For descriptive statistics, continuous variables were summarised and presented using their respective median and counts for categorical variables were shown as percentages. Mann-Whitney U test and Chi-square test of independence with Yate’s continuity correction were performed on unscaled continuous and categorical variables, respectively, to determine significant differences between the two groups. Since unequal variance can inflate false positives when applying Mann-Whitney U, stringent post-hoc Bonferroni adjustments were applied²⁴. Raw p values are presented throughout the article, with the significance threshold indicated in the main text or legend.

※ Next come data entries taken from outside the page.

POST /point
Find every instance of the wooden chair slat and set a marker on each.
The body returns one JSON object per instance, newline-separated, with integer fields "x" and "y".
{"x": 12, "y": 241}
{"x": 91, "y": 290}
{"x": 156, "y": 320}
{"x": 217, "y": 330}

Biomarker associations and multiple testing correction

Logistics regression was used to estimate the odds ratio for biomarker associations with ME/CFS and comorbid cohorts against the C2 cohort. Odds ratios were adjusted for sex, age, cholesterol-lowering medication and fish oil supplements. We applied a Bonferroni threshold of P < 0.05/249 when identifying significant associations in ME/CFS only (accounting for the total number of biomarkers) and a less stringent Bonferroni adjustment of P < 0.05/8 (accounting for the number of medical conditions tested) when detecting overlapping and unique associations in multiple conditions with different sample sizes.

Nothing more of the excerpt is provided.